Community members are collaborating to make local art interactive in an unexpected way by building a miniature golf course.
The Icehouse art gallery will host Icehouse Garden’s Minature Golf all weekend. Visitors can golf for $5, and $3 for children younger than 12. The golf course will feature nine holes by different local artists.
Self-proclaimed Phoenix historian Marshall Shore is planing the event with Icehouse executive director Peter Conley.
“It is really great that we have high school students up to professional artists who are working on holes, so it is a really wide, diverse crowd that has turned up,” Shore said.
The profits will go toward expanding the Icehouse garden.
The idea of a miniature golf course had been a longtime goal, Shore said, and there was no better time than both Art Detour and the Icehouse’s 25th anniversary.
“There has been talk of doing this for several years and I finally said, ‘OK, let’s do it, let’s make it happen,’” Shore said. “It is going to be a different take where it is not just the standard miniature golf with windmills and things like that. It is going to be much more local based.”
The goal of the miniature golf course is to allow people to experience art in a different way.
“You will be able to walk on it, play golf with it, as well as interact with other people,” Shore said.
The golf course is going to be family-friendly. Putters and golf balls will also be decorated to match the creative show, which Shore said he hopes will be an annual event.
“What is really exciting is we have already started looking toward next year about what to do,” Shore said. “We have to get this part done and then we can talk about next year, so hopefully this becomes a tradition.”
The golf course will be open to the public on Friday from 5-10 p.m., Saturday from 10 a.m. to 6 p.m., and Sunday from noon to 5 p.m.
Metropolitan Arts Institute is creating a golf hole alongside local artists Hugo Medina and Brad Stone.
Trunk Space owner Stephanie Carrico teaches at the high school and is helping students put together a golf hole.
“Because it is the 25th anniversary for Artlink, we decided we wanted to do something silver, so we are doing a silver reef,” Carrico said. “We didn’t find out about it until a little later so it’s been a little more last minute than we had hoped or planned for.”
Carrico said she was excited about the change in atmosphere Art Detour brought to the arts community in Phoenix.
“Art Detour is this fun weekend that’s about people getting out during the day and interacting and experiencing art and this is just one more way they can interact with the art,” she said. “Art Detour is a little more lighthearted and it is open to everyone. Miniature golf is something that is fun for everybody.”

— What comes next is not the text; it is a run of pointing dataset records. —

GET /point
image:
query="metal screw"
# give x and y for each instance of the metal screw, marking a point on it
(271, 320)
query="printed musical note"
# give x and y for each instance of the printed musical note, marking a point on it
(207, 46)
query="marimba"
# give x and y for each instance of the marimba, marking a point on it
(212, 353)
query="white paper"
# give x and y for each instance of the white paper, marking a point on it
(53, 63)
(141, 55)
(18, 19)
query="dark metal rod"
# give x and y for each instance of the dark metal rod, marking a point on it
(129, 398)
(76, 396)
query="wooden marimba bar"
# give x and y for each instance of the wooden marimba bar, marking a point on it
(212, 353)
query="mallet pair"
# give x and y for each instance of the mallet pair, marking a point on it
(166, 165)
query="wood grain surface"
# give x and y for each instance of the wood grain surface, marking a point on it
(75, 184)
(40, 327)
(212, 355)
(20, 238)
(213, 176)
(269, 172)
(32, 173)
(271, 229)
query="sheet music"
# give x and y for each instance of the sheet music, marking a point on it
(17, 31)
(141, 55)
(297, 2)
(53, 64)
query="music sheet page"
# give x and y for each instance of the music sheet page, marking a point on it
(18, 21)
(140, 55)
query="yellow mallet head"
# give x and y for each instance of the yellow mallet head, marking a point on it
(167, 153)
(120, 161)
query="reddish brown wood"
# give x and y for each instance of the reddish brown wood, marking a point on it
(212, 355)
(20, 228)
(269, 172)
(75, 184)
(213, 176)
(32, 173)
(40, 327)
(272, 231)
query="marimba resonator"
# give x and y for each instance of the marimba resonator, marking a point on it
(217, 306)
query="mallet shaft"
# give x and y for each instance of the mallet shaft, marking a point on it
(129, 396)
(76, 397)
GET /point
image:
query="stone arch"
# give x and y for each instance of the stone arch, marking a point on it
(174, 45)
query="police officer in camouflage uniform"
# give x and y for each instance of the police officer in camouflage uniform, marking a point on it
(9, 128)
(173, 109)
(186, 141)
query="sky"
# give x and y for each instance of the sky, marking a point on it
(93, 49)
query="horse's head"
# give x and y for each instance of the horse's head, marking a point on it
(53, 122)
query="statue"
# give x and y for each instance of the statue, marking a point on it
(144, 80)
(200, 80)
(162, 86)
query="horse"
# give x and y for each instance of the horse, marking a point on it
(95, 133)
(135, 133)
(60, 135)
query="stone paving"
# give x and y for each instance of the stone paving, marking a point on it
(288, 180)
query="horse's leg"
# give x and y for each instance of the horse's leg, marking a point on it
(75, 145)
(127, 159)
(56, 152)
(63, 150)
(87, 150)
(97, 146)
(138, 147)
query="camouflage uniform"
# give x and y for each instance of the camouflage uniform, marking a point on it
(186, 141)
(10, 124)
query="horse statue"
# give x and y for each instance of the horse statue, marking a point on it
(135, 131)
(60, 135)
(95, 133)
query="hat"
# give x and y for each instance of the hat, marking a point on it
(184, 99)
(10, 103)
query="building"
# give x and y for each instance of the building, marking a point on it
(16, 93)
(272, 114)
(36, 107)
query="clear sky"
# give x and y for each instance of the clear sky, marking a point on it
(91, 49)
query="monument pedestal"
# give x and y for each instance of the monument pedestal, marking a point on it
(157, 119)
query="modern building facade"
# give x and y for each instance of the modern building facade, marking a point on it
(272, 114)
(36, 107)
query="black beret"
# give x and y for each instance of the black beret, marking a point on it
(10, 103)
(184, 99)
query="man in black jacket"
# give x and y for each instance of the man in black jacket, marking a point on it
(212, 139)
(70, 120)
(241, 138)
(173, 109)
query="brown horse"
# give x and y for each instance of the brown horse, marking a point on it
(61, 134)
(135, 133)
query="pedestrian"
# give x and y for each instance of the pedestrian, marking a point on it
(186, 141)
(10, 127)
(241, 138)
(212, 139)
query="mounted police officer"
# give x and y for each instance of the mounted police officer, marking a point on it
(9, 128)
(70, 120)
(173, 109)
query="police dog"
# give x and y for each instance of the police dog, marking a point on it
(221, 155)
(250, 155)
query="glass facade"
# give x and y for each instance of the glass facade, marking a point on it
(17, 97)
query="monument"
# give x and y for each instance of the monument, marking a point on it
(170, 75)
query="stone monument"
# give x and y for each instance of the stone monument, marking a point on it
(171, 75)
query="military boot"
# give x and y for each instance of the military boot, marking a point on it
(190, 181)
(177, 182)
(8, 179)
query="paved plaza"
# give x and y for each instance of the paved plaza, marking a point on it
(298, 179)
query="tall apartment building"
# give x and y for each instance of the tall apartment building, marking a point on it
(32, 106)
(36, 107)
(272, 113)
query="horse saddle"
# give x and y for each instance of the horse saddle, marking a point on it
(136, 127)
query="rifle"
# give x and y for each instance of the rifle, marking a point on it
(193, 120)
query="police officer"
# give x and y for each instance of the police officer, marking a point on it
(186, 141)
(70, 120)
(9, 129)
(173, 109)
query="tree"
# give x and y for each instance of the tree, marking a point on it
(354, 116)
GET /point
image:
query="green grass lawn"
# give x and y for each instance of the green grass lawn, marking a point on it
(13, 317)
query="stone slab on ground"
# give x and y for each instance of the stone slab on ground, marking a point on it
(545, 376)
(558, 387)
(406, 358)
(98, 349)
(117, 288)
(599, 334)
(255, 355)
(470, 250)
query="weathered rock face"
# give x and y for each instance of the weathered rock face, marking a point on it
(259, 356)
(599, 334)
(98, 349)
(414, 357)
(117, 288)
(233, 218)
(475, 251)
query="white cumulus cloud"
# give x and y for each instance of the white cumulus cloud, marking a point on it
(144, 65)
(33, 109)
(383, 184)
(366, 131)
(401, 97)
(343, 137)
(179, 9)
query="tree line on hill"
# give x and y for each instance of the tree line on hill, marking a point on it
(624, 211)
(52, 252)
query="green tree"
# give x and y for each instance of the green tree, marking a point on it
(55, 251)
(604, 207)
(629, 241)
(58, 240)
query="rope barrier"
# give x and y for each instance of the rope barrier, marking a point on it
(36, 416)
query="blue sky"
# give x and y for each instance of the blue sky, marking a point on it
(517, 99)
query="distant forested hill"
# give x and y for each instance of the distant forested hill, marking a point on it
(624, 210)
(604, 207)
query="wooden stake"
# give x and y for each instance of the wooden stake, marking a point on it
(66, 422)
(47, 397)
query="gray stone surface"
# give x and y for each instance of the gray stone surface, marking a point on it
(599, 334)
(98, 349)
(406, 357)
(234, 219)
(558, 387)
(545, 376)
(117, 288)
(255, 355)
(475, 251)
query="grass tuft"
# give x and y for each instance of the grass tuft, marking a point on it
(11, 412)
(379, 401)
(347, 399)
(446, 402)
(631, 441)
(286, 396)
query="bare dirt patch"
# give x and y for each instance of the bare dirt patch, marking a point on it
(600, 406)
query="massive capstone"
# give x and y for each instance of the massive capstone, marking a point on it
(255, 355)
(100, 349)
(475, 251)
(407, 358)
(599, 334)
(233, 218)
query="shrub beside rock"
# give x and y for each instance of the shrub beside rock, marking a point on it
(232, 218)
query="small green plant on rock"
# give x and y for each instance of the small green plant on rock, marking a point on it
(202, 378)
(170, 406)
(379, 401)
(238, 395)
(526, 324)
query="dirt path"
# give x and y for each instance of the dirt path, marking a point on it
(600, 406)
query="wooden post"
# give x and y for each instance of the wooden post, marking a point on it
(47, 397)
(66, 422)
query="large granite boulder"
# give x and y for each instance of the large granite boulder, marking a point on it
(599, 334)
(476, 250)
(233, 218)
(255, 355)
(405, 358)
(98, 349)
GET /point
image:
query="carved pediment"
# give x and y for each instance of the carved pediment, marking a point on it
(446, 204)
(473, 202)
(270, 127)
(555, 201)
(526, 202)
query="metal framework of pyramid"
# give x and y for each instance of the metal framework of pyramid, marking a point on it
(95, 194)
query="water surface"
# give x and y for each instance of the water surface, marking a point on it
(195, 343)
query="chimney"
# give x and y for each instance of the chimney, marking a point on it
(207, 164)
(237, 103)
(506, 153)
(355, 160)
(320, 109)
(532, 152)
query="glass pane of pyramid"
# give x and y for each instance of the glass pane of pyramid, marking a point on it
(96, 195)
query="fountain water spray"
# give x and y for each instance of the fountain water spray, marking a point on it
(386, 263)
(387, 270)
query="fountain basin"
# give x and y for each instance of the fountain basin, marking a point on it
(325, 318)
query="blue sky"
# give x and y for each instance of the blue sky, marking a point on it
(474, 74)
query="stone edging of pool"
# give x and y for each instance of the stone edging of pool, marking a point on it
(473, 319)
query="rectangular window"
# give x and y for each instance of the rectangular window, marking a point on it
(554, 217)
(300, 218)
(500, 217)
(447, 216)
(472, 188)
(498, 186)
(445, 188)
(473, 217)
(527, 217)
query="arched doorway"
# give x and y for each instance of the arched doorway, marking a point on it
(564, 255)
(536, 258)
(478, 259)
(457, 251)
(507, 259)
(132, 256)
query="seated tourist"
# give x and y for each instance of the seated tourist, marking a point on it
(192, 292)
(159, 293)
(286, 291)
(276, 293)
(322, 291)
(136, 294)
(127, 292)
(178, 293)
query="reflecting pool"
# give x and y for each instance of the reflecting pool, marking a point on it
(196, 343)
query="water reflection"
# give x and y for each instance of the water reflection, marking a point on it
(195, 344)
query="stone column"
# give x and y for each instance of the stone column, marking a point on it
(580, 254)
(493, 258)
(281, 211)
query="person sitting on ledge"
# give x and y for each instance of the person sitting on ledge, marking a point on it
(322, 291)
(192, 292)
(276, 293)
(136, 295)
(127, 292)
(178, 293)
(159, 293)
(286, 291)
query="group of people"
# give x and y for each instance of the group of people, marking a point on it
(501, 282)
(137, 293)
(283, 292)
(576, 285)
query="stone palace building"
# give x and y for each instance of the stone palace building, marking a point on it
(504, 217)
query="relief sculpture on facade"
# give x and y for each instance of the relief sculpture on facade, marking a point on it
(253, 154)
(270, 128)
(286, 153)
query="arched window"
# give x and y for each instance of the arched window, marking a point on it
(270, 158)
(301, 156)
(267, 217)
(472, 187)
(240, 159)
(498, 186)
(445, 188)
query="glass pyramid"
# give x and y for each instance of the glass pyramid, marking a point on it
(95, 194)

The golf holes will not be shut away after Art Detour. They will make another appearance on April 7 for the Hance Park Conservancy’s Hance Park Classic 100, a fundraiser for local nonprofits.
Participants will play a total of 100 holes in the course of the day to raise money for their nonprofit. There will be nine miniature golf courses and nine standard golf courses.
Hance Park Conservancy board member Margaret Dietrich is organizing the event for the group.
“We’ve invited a lot of the small nonprofits that are near us to join with us,” Dietrich said. “Many of these groups really don’t have the mechanisms and the ability to put on a fundraiser, and so by working with us, they are able to have a fundraiser and it helps everybody. It will introduce them to a lot of more people.”
Artlink and Hance Park Conservancy board member Robert Diehl said the funds raised by the event will benefit the future dog park and temporary amphitheater. He said he hoped this event would make the conservancy stronger.
“With various members of the Hance Park Conservancy, this will be the first opportunity they had to work together towards a common goal,” Diehl said. “Hopefully as that develops, relationships builds, trust develops the kind of familiarity the conservancy will need.”
Dietrich added that the goal of Hance Park Classic 100 is to introduce people to the 32-acre park that “people don’t even know exists.”
Arizona State University Barrett, the Honors College students will be volunteering at the fundraiser. College of Public Programs Professor Dale Larsen, who teaches a special topics course downtown, is having his students focus on civic engagement.
“The main thing is that in establishing a vibrant, livable community for the downtown campus, there needs to be a park-like open space for students to feel comfortable, to be able to bike to, run to, walk to, enjoy the different facilities that are around,” Larsen said. “In terms of civic engagement, the whole notion is to reach out, bond with (and) bridge with nonprofit, public groups– neighborhood associations that largely are part of our Downtown ASU campus.”
The golf course will be at Icehouse on Friday, Saturday and Sunday, and at Hance Park on April 7.
Dietrich said she was excited to be working with Icehouse to incorporate the miniature gold course into the fundraiser. It has become a wide-spread community effort.
“It will support all their efforts and we’re just 100 percent behind that idea,” Dietrich said. “Who cares about windmills? The typical miniature golf thing is kind of whatever.”